Can you blame the government for getting it wrong on pensions again?



This week the government announced a review into pension charges, something I support but somehow I think the government has got it wrong again. The problem is that they seem to assume that auto-enrolment plus lower charges = perfect retirement.  And to be honest who blames them when leading industry spokespeople support their thinking.

I read a fantastic report by Dr Ros Altmann and it highlights some important facts that the government seem to have missed in their thinking. The key point is that in the past individuals didn’t have to worry about their pensions (where their employer provided a scheme), often this enabled them to retire early. The reality is that this golden age is over unless you are one of the lucky few.

Individuals now have to take responsibility for their retirement and for many they are not able to understand or comprehend this. It doesn’t help when the government tells everyone that auto-enrolment and low charges are the perfect solution.

Consider

An individual age 25 paying £100 per month into a pension under the new pension scheme, this would provide a pension fund of around £125,000 in retirement (assuming retirement at age 67). This assumes the investments increase by 4% p.a. after charges. 

In the calculation I assumed the new state pension increases by 1% p.a. to age 67. 

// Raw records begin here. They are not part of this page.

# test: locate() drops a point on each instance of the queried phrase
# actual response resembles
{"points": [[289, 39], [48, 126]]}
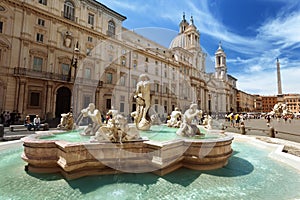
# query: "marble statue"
{"points": [[175, 120], [96, 118], [66, 121], [187, 128], [116, 130], [142, 96], [207, 122]]}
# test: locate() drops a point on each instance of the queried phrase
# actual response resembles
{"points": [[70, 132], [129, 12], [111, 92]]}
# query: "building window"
{"points": [[91, 19], [134, 82], [87, 73], [122, 81], [1, 27], [39, 37], [123, 61], [44, 2], [156, 87], [122, 98], [88, 52], [108, 103], [134, 64], [37, 64], [35, 99], [69, 10], [156, 71], [166, 106], [41, 22], [109, 78], [111, 28], [65, 69]]}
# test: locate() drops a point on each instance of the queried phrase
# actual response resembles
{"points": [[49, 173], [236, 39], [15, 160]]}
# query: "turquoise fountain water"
{"points": [[156, 133], [250, 174]]}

Roughly this would give a pension of £1,300 p.m. assuming inflation of 2.8% this would be worth around £430 p.m. in real terms. 

The flaw in the argument 

Obviously this doesn’t reflect contributions increasing but it gives an idea of what to expect. The problem with many of the schemes is that the investment choices are limited; to keep charges low many choose passive funds (passive funds track an index like the FTSE 100).

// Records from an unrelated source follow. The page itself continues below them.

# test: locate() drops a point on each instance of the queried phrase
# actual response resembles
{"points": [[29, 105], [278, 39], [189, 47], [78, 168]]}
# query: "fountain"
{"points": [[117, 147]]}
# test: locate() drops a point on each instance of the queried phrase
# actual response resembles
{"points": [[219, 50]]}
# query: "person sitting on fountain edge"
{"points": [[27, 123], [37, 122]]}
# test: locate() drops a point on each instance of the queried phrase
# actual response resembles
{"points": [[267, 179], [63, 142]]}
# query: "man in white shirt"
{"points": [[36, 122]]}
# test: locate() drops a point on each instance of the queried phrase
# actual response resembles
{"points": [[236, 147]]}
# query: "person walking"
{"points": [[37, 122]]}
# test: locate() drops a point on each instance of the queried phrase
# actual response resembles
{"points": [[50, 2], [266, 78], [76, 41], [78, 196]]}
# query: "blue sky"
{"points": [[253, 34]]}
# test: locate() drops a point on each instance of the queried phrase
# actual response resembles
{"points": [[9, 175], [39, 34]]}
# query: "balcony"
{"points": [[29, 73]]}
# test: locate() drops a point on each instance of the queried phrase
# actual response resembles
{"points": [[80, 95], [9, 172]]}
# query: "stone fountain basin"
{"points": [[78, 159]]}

Passive funds can work but I would argue by their nature the returns will be lower than a good active fund. To be honest when Barclays talk about returns of 3 to 3.5% p.a. I expect these to come from passive funds. 

If you start getting these types of returns then you are facing a very miserable retirement. 

Understanding the risk

We know people don’t understand the risks, I have seen countless times people not understanding what they are investing in and not understanding the differences between pensions and ISAs. 

Without getting into detail pensions and ISAs are two different things but they can form part of the retirement income. You don’t get tax relief on contributions in an ISA but you do get tax free income, with a pension the reverse happens. 

With the pension the fund is locked in whereas with the ISA it is not. 

Then we need to understand the risk when it comes to investing, my job is to manage portfolios for funds. I spend time understanding about different investments and how they might work together. Some years they do well, some years like 2011 they don’t but smoothed out the returns should deliver somewhere between 5 to 8% after charges over a five to 10 year period. The extra charges provide extra benefit which you wouldn’t get with a fund tracking an index.

End of contract

I met somewhere the other day who was reaching age 55 in the army, he liked to think he was ending his contract. I thought about this and he is spot on. Longevity has changed the way we look at retirement. 

For many we may slow down but living into our eighties or nineties may mean we work well into our seventies. This needs to be factored in.

So what should the government do?

Personally I think they are listening to too many yes people……

I am not saying the report by Dr Ros Altmann is the Holy Grail when it comes to solving the problem but what it does is look from the bottom up. The government thinks people will engage with their pension planning because of auto-enrolment, I’m sorry but they won’t.

We are facing a massive train crash over the next few years and now is the time to avoid this. Reverse thinking is needed - pay people to educate people, make people consider about budgets, target income and ultimately have a plan. Planning for the future is not hard, it just needs a plan and acceptance things might change.

The challenge

Does the government have the strength to stop the road crash and go back to basics or will they just hide their head in the sand on the basis that it’s not going to win them the next election.